Full answer to the question: “Do you forsee a total assimilation with equal rights of the Afro-American into the white community of the United States in many, many years to come?”:
No! Nobody! Who’s going to wait many years? I’m glad you asked the question like that because you see, the oppressed never uses the same yardstick as the oppressor.
And this is what the oppressor doesn’t realize. In his position of power he takes things for granted and he takes it for granted that every that everybody uses his yardstick. Well, today for a long time, we, the oppressed people, not only in America but in Africa, Asia and elsewhere, had to use someone else’s yardstick. When they said ‘fast,’ what was ‘fast’ for them was ‘fast’ to us, but nowadays the yardstick has changed. we got our own yardstick. And when you say a long time this assimilation, or a long time this solution, the thing you don’t realize is that other generations used a different yardstick. They had patience and you could tell them a long time and they would sit around for a long time, but the young ones that’s coming up now are asking ‘Why should we wait? Why should he have to wait for what other people have when they’re born?
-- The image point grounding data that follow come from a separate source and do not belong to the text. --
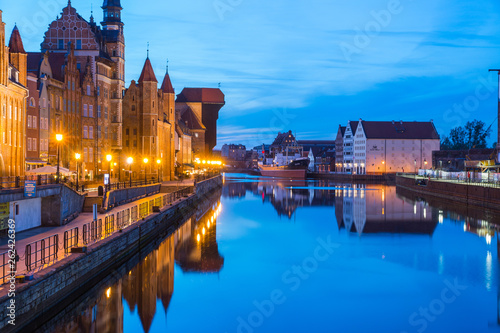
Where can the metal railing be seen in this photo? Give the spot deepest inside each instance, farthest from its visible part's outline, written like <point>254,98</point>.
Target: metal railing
<point>8,265</point>
<point>70,239</point>
<point>41,252</point>
<point>109,225</point>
Why should he have to go to a Supreme Court or to a Congress, or to a Senate, or to some kind of legislative body to be told he’s a man when other people don’t have to go through that process to be told that they’re a man?’ So you have a new generation coming up…necessary to let the world know right now that they’re going to be men or there just won’t be a human being anywhere else.
Source: Malcolm X. By Any Means Necessary. pg. 119. Stated during the question and answer period following his lecture titled “The Black Struggle In the United States” given at the Salle de la Mutualite on November 23, 1964 in Paris, France.